Automatic Morpheme Segmentation and Labeling in Universal Dependencies Resources

Miikka Silfverberg
Department of Linguistics, University of Colorado, USA

Mans Hulden
Department of Linguistics, University of Colorado, USA

Ingår i: Proceedings of the NoDaLiDa 2017 Workshop on Universal Dependencies, 22 May, Gothenburg Sweden

Linköping Electronic Conference Proceedings 135:18, s. 140-145

NEALT Proceedings Series 31:18, s. 140-145

Publicerad: 2017-05-29

ISBN: 978-91-7685-501-0

ISSN: 1650-3686 (tryckt), 1650-3740 (online)


Newer incarnations of the Universal Dependencies (UD) resources feature rich morphological annotation on the wordtoken level as regards tense, mood, aspect, case, gender, and other grammatical information. This information, however, is not aligned to any part of the word forms in the data.
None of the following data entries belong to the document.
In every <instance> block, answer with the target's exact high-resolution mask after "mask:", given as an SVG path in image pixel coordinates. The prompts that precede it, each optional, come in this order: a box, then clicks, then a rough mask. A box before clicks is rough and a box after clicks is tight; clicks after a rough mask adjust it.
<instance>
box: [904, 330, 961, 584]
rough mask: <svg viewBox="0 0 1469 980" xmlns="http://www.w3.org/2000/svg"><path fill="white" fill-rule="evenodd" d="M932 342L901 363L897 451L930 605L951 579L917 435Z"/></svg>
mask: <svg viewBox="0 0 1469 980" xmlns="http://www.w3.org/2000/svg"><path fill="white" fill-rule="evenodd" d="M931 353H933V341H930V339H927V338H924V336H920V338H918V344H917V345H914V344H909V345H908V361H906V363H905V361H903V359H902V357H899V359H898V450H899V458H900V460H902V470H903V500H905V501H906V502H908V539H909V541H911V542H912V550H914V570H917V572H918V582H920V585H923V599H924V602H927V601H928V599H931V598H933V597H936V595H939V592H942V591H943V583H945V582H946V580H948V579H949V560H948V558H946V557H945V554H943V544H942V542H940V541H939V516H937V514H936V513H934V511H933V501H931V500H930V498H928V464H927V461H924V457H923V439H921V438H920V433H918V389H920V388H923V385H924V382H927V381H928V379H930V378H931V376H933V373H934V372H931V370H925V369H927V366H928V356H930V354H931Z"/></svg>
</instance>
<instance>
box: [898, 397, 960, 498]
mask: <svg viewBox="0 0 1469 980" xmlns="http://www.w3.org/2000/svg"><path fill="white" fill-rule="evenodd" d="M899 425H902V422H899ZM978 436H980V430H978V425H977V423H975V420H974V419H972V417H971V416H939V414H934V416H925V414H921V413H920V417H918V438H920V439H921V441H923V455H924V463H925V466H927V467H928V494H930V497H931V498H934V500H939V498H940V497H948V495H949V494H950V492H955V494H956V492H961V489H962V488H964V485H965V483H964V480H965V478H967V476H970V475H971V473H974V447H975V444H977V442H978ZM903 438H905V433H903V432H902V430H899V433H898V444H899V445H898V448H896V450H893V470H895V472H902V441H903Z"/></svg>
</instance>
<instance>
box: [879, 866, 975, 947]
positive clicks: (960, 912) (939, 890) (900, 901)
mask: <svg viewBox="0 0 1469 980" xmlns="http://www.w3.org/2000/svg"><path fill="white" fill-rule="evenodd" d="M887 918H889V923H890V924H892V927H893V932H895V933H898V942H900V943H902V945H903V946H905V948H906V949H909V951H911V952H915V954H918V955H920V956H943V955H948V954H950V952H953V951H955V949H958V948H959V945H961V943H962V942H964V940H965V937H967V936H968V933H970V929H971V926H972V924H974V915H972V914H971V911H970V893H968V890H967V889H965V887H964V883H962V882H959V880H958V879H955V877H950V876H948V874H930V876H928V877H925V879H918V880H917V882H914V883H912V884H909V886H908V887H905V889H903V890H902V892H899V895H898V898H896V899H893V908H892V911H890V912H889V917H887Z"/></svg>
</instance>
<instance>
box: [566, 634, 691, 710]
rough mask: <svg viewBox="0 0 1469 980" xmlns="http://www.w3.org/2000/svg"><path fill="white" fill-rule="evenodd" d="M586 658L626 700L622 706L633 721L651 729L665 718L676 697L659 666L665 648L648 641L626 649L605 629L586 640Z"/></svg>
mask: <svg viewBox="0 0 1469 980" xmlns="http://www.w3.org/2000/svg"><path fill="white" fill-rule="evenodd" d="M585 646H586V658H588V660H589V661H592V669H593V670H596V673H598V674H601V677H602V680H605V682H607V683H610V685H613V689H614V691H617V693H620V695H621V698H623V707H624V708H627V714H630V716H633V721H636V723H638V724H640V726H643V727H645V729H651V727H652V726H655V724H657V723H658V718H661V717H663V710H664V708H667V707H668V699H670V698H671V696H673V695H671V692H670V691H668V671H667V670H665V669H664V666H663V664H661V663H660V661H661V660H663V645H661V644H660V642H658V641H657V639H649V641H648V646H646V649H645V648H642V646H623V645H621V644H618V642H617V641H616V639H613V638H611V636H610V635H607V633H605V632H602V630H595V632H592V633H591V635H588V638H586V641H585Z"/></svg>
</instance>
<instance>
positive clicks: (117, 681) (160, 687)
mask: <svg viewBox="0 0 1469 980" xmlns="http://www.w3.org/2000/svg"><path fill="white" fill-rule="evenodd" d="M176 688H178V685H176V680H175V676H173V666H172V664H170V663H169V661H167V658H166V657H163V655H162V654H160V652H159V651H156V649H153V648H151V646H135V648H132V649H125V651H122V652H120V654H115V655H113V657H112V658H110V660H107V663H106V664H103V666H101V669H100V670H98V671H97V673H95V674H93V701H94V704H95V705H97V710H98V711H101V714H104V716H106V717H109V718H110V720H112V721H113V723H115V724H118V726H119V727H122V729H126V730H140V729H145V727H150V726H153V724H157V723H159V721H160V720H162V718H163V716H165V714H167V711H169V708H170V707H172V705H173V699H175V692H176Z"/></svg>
In this work, we present an algorithm for inferring this latent alignment between morphosyntactic labels and substrings of word forms. We evaluate the method on three languages where we have manually labeled part of the Universal Dependencies data—Finnish, Swedish, and Spanish—and show that the method is robust enough to use for automatic discovery, segmentation, and labeling of allomorphs in the data sets. The model allows us to provide a more detailed morphosyntactic labeling and segmentation of the UD data.